The situation is a dramatic shift from the late spring, summer and early fall, when Oregon tossed out over 400,000 unused spoiled or expired doses, largely because of lack of demand, The Oregonian/OregonLive reported.

“We acknowledge that doses may be challenging to find right now,” Oregon Health Authority spokesperson Erica Heartquist said in an email Tuesday.

Three days earlier, the authority didn’t indicate any problems in a tweet: “Sites around Oregon are ready to accommodate large numbers of people seeking #COVID19 vaccinations. Offering all three COVID-19 vaccines, these sites are open to everyone eligible for a COVID-19 vaccine or booster.”

Oregon Health Authority officials said the reasons for the temporary shortage are varied. A big one is a dearth of available medical personnel to administer vaccines. Some are busy treating COVID-19 patients from the latest surge.
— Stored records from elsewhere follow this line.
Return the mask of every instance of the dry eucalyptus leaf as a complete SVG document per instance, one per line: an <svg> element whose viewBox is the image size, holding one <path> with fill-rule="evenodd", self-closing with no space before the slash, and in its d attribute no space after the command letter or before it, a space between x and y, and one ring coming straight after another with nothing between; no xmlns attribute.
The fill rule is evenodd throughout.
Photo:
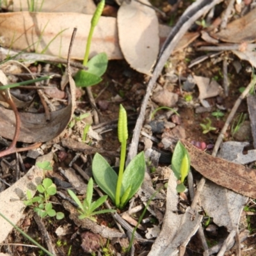
<svg viewBox="0 0 256 256"><path fill-rule="evenodd" d="M239 51L232 51L240 60L248 61L252 66L256 68L256 52L253 51L245 51L241 52Z"/></svg>
<svg viewBox="0 0 256 256"><path fill-rule="evenodd" d="M194 76L195 83L198 86L199 99L204 99L215 97L219 95L220 84L215 81L202 76Z"/></svg>
<svg viewBox="0 0 256 256"><path fill-rule="evenodd" d="M69 67L67 67L69 70ZM31 143L45 142L60 135L66 128L76 107L76 84L70 72L68 74L70 100L68 105L51 113L47 121L44 113L19 113L21 124L18 141ZM0 111L0 136L12 140L15 130L16 119L12 110L2 108Z"/></svg>
<svg viewBox="0 0 256 256"><path fill-rule="evenodd" d="M225 142L218 156L231 161L236 159L237 154L243 152L246 145L247 143L237 141ZM247 197L209 180L206 181L204 191L200 194L200 202L207 215L213 218L213 221L219 227L227 227L228 232L238 228L240 216L247 200Z"/></svg>
<svg viewBox="0 0 256 256"><path fill-rule="evenodd" d="M209 180L204 186L200 202L207 215L228 232L238 227L240 216L248 198Z"/></svg>
<svg viewBox="0 0 256 256"><path fill-rule="evenodd" d="M147 0L141 1L150 4ZM123 2L117 15L119 44L131 67L150 74L159 49L159 26L156 12L141 3Z"/></svg>
<svg viewBox="0 0 256 256"><path fill-rule="evenodd" d="M176 191L177 179L172 172L167 188L166 211L162 230L153 244L148 256L174 256L178 248L186 246L191 237L198 228L202 216L188 207L182 214L177 213L178 195Z"/></svg>
<svg viewBox="0 0 256 256"><path fill-rule="evenodd" d="M28 0L1 1L1 7L13 12L28 11ZM42 6L42 7L41 7ZM77 12L93 14L96 6L93 0L54 0L35 1L35 12Z"/></svg>
<svg viewBox="0 0 256 256"><path fill-rule="evenodd" d="M36 166L31 168L24 177L0 193L0 212L17 224L26 208L22 200L26 199L27 190L29 189L33 196L36 186L42 182L42 170ZM0 243L3 243L12 229L13 227L0 217Z"/></svg>
<svg viewBox="0 0 256 256"><path fill-rule="evenodd" d="M256 198L256 172L243 165L214 157L182 140L191 166L204 177L239 194Z"/></svg>
<svg viewBox="0 0 256 256"><path fill-rule="evenodd" d="M229 23L225 29L211 35L221 41L241 44L256 40L256 9Z"/></svg>
<svg viewBox="0 0 256 256"><path fill-rule="evenodd" d="M72 58L83 60L92 15L75 13L0 13L1 46L44 52L66 58L73 28L77 28ZM59 35L58 35L60 33ZM109 59L122 58L116 19L101 17L94 30L90 56L105 52Z"/></svg>

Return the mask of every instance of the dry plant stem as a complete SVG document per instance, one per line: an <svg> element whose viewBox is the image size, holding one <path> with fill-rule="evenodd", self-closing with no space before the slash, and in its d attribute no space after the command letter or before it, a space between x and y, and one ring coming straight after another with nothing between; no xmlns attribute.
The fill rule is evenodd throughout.
<svg viewBox="0 0 256 256"><path fill-rule="evenodd" d="M226 58L223 60L223 83L225 96L228 96L228 61Z"/></svg>
<svg viewBox="0 0 256 256"><path fill-rule="evenodd" d="M232 44L230 45L222 45L219 44L218 46L202 46L196 49L196 51L239 51L241 47L240 44ZM256 44L248 44L246 46L247 51L253 51L256 47Z"/></svg>
<svg viewBox="0 0 256 256"><path fill-rule="evenodd" d="M56 255L55 250L52 246L50 236L49 236L47 230L45 228L44 225L42 221L42 219L38 216L38 215L36 212L34 213L33 217L34 220L36 222L37 225L38 226L39 230L40 231L42 236L45 242L46 243L46 244L47 245L47 248L49 252L50 252L51 253L53 254L54 255Z"/></svg>
<svg viewBox="0 0 256 256"><path fill-rule="evenodd" d="M228 17L230 16L232 9L234 8L234 3L235 0L230 0L228 7L225 11L224 16L222 17L221 24L220 24L221 29L225 29L227 28L227 24L228 22Z"/></svg>
<svg viewBox="0 0 256 256"><path fill-rule="evenodd" d="M19 153L16 152L16 168L15 168L15 181L20 179L20 165L19 161Z"/></svg>
<svg viewBox="0 0 256 256"><path fill-rule="evenodd" d="M209 0L196 1L193 3L185 11L178 22L172 30L170 34L166 38L159 53L159 57L154 68L152 76L148 82L146 94L141 103L141 107L139 116L135 125L132 140L131 143L129 150L127 154L127 164L131 160L135 157L138 152L140 132L144 121L147 106L148 102L151 92L155 85L159 75L161 72L164 64L172 54L174 47L179 43L179 40L189 29L191 26L205 12L208 12L214 5L221 2L222 0Z"/></svg>
<svg viewBox="0 0 256 256"><path fill-rule="evenodd" d="M247 94L249 93L250 90L255 84L255 79L252 79L250 84L247 86L244 91L243 92L243 93L239 97L239 98L236 100L235 104L234 105L234 107L230 113L228 118L227 118L226 122L225 123L225 125L221 129L221 131L220 132L219 136L218 137L217 141L215 143L214 147L213 148L212 154L212 156L215 157L217 154L218 150L219 149L220 143L223 141L223 138L224 138L225 132L226 132L229 124L231 122L231 120L233 119L238 107L239 106L242 100L246 97Z"/></svg>
<svg viewBox="0 0 256 256"><path fill-rule="evenodd" d="M236 230L233 230L229 233L228 236L222 244L221 248L220 249L220 252L218 253L217 256L223 256L224 253L227 251L227 248L230 247L230 243L233 243L234 237L236 236ZM237 255L238 256L238 255Z"/></svg>
<svg viewBox="0 0 256 256"><path fill-rule="evenodd" d="M92 95L91 86L86 87L86 92L88 97L89 98L90 103L91 104L93 109L94 109L93 111L94 124L95 125L97 125L99 123L99 116L98 116L98 112L97 111L96 102L95 100L94 100L93 95Z"/></svg>
<svg viewBox="0 0 256 256"><path fill-rule="evenodd" d="M5 150L0 152L0 157L3 157L4 156L8 155L10 154L13 153L15 152L16 149L16 143L18 140L19 134L20 130L20 118L19 115L18 109L16 107L16 105L14 104L12 99L11 95L10 93L9 90L3 90L1 91L1 94L5 99L5 101L10 105L12 109L14 112L14 115L15 116L16 120L16 126L15 126L15 131L14 133L13 138L12 142L10 147Z"/></svg>

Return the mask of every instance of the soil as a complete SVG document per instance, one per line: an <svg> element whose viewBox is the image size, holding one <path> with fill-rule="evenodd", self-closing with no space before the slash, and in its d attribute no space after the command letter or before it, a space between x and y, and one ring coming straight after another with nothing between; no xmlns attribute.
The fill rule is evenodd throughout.
<svg viewBox="0 0 256 256"><path fill-rule="evenodd" d="M157 5L157 4L156 4ZM185 4L186 5L186 4ZM184 6L181 4L181 7L179 9L183 10ZM186 140L189 141L196 141L200 143L205 143L208 145L208 148L205 150L209 153L211 153L212 146L216 142L218 136L224 125L225 120L234 106L234 102L240 95L239 88L243 86L246 86L250 81L251 73L246 72L247 67L249 65L247 62L242 61L235 56L232 55L228 52L224 52L220 56L220 61L217 63L214 63L213 60L208 60L203 63L195 66L191 68L188 67L189 62L188 60L193 60L196 57L202 55L202 53L196 52L193 45L189 45L182 52L176 52L173 56L171 56L168 64L172 68L166 67L163 70L162 75L159 78L157 83L159 86L164 87L166 86L166 75L172 71L180 79L181 84L179 84L179 80L177 82L170 83L168 84L172 88L172 92L179 95L179 101L175 107L177 108L177 112L179 115L180 124L179 125L182 126L186 132ZM228 60L228 79L230 81L230 86L228 89L228 96L225 97L223 95L218 96L207 99L208 102L211 105L211 111L204 111L201 113L196 113L196 109L200 105L200 102L198 99L199 92L196 86L194 88L192 92L188 93L184 90L180 90L182 86L182 83L186 81L186 77L189 74L202 76L207 77L214 77L214 79L220 84L222 83L222 60L227 58ZM242 70L239 74L237 74L235 68L232 66L232 63L234 61L239 61L242 65ZM41 63L42 65L45 65ZM180 72L181 70L181 72ZM60 72L60 70L58 71ZM99 122L106 123L104 125L106 127L109 127L104 131L101 134L102 140L101 141L96 141L93 139L88 139L86 141L89 145L95 147L96 148L100 148L106 152L116 152L118 155L120 152L120 143L117 138L116 124L118 118L118 111L120 104L124 106L127 112L129 129L129 138L127 144L131 141L132 131L134 127L137 115L139 113L139 109L141 106L141 103L147 89L147 83L148 77L145 75L138 74L136 71L131 68L129 65L125 61L109 61L108 70L104 76L103 81L99 84L94 86L92 88L93 95L95 99L95 102L97 107L97 112L99 117ZM57 82L58 83L58 82ZM186 95L190 93L192 96L192 99L186 102L184 99ZM93 108L90 104L87 97L87 94L83 92L83 96L77 101L77 109L76 113L81 111L91 111ZM82 102L82 103L81 103ZM217 118L212 115L212 113L218 109L218 106L221 106L224 113L224 116ZM152 108L156 109L157 107L156 103L150 102L148 104L148 109ZM220 108L220 107L219 107ZM165 109L161 109L156 114L156 120L161 116L164 116L167 112ZM248 115L247 106L246 101L243 100L240 105L236 114L236 118L237 118L241 113L246 113ZM149 119L149 110L147 113L148 116L145 116L145 120ZM215 127L214 131L207 133L203 133L202 128L200 124L205 124L206 118L209 118L211 122L211 126ZM170 121L172 119L169 120ZM246 120L248 120L247 115ZM77 125L79 125L77 124ZM83 127L83 124L81 127ZM96 129L97 125L93 124L92 127ZM75 131L75 128L74 129ZM74 136L76 136L77 140L81 140L81 131L74 132ZM163 132L162 132L163 133ZM158 141L161 140L162 133L152 134L152 136L158 139ZM232 132L232 126L230 125L225 137L225 141L234 140L234 134ZM246 134L247 136L248 134ZM243 137L242 137L243 138ZM246 140L246 137L244 140ZM250 145L252 145L252 139L249 141ZM139 150L142 150L144 147L143 143L140 143ZM163 154L168 154L170 156L173 148L163 148L163 145L159 142L154 142L153 147L159 150ZM44 153L47 154L51 151L52 145L48 146L44 150ZM60 150L55 152L54 173L51 175L51 177L56 177L63 179L59 173L60 167L67 167L72 159L76 156L76 152L68 148L61 148ZM31 166L35 164L35 159L32 159L26 156L26 154L22 154L24 158L24 162L26 169L28 170ZM75 163L81 168L90 173L92 155L84 156L86 157L86 161L83 157L79 158ZM8 162L13 161L12 156L5 157ZM115 156L109 156L108 160L111 163L112 166L115 165L116 159ZM2 159L3 161L3 159ZM160 165L164 165L163 163ZM168 164L168 165L169 165ZM165 164L166 165L166 164ZM154 166L157 168L157 166ZM11 174L13 173L13 171L10 170ZM24 173L25 173L24 172ZM200 178L198 173L193 172L196 177ZM153 173L152 177L156 177ZM6 182L13 184L14 179L11 177L8 177L4 179ZM157 179L156 179L157 180ZM87 182L86 182L87 183ZM157 186L157 182L155 186ZM160 182L159 182L160 183ZM96 193L93 195L93 200L97 199L98 196ZM188 198L187 198L188 199ZM57 220L54 218L45 218L42 219L42 223L47 231L50 239L56 252L58 255L117 255L118 253L121 255L125 255L122 250L127 246L127 241L125 239L117 239L118 241L111 241L102 239L99 235L88 232L88 230L79 227L74 220L68 218L70 212L67 209L65 209L61 205L61 199L57 195L51 198L51 200L57 203L57 206L55 209L56 211L61 211L65 214L65 218L62 220ZM164 214L164 202L159 201L159 205L162 204L162 208L159 207L159 214L163 216ZM110 202L111 203L111 202ZM189 198L186 202L188 205ZM139 198L135 199L135 205L140 204ZM253 203L249 203L249 205L252 206ZM113 206L113 205L112 205ZM127 207L122 210L125 211L127 210ZM142 211L134 214L133 218L138 220ZM246 212L243 212L241 218L241 226L243 228L248 229L251 234L255 233L256 228L255 218L254 215L253 208L250 211L253 213L253 215L248 217L246 215ZM29 236L32 237L37 242L47 247L45 237L42 236L42 232L38 229L38 225L35 221L33 218L33 209L27 207L24 212L24 218L20 220L18 226L20 227ZM147 212L144 218L150 217L150 221L147 224L143 224L144 228L152 228L154 225L159 225L159 221L156 218L152 218L152 216L148 212ZM100 214L97 216L97 223L101 227L108 227L116 228L116 225L111 217L110 214ZM218 227L214 226L212 220L210 220L210 223L205 224L206 221L204 220L204 225L206 228L208 224L212 225L214 228L214 232L206 231L206 239L209 245L212 246L218 243L218 242L223 238L226 237L228 233L224 227ZM56 234L56 228L63 227L67 234L65 236L58 236ZM0 231L1 232L1 231ZM143 230L139 230L138 232L145 238L145 232ZM88 241L90 241L90 244L86 244ZM44 253L41 252L38 248L29 246L22 246L13 245L13 244L30 244L28 239L24 238L19 232L13 230L6 239L5 243L9 245L2 245L1 252L9 253L12 255L42 255ZM150 250L152 243L143 243L136 242L135 246L135 255L147 255ZM89 248L89 249L88 249ZM70 250L70 253L69 253ZM100 252L100 253L99 252ZM202 255L203 253L203 248L200 241L197 236L195 235L189 243L185 255ZM225 253L225 255L235 255L234 249L231 249L230 251ZM93 254L94 253L94 254ZM256 246L255 239L252 236L245 240L242 243L242 253L241 255L255 255Z"/></svg>

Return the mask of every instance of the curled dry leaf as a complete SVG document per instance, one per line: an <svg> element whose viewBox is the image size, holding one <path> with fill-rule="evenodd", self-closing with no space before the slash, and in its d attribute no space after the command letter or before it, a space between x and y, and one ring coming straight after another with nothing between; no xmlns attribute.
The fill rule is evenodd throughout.
<svg viewBox="0 0 256 256"><path fill-rule="evenodd" d="M226 29L211 35L221 41L241 44L252 42L256 40L256 9L247 15L229 23Z"/></svg>
<svg viewBox="0 0 256 256"><path fill-rule="evenodd" d="M148 256L174 256L180 245L186 246L200 224L202 216L188 207L183 214L178 214L177 179L172 172L168 180L166 211L162 230Z"/></svg>
<svg viewBox="0 0 256 256"><path fill-rule="evenodd" d="M28 11L28 0L1 1L1 7L12 12ZM77 12L93 14L96 6L92 0L54 0L35 1L35 12Z"/></svg>
<svg viewBox="0 0 256 256"><path fill-rule="evenodd" d="M69 67L67 67L68 70ZM20 131L18 141L28 143L44 142L60 135L66 128L74 113L76 106L76 84L68 74L70 100L68 105L51 113L47 121L44 113L20 113ZM15 116L12 110L2 108L0 111L0 136L12 140L15 130Z"/></svg>
<svg viewBox="0 0 256 256"><path fill-rule="evenodd" d="M72 58L83 60L92 15L75 13L0 14L3 47L67 58L73 28L77 28ZM49 44L49 45L48 45ZM90 57L106 52L109 59L123 58L117 37L116 19L102 17L94 30Z"/></svg>
<svg viewBox="0 0 256 256"><path fill-rule="evenodd" d="M26 206L23 200L26 200L28 189L33 196L36 186L41 183L43 172L36 166L31 168L27 173L13 185L0 193L0 212L14 224L21 218ZM0 243L6 238L13 227L0 217Z"/></svg>
<svg viewBox="0 0 256 256"><path fill-rule="evenodd" d="M191 166L204 177L239 194L256 198L256 172L243 165L214 157L181 140L189 154Z"/></svg>
<svg viewBox="0 0 256 256"><path fill-rule="evenodd" d="M141 1L150 4L147 0ZM156 12L140 3L124 1L117 15L119 44L126 61L137 71L148 74L159 48Z"/></svg>

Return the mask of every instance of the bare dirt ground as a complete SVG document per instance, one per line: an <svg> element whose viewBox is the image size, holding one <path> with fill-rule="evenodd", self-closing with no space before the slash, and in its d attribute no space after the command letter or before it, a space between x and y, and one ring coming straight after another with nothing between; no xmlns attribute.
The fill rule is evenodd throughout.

Many people are now eligible for booster shots, because it’s been more than six months since many were fully vaccinated. The latest concerning coronavirus variant, omicron, was also announced in the past few days.

Heartquist Tuesday acknowledged there currently isn’t enough vaccine in the state to meet demand, but the authority is “confident” more doses will arrive from federal officials to meet Oregon’s needs. She said the agency also is re-distributing doses to areas with higher demand.

She said officials “request patience from Oregonians.”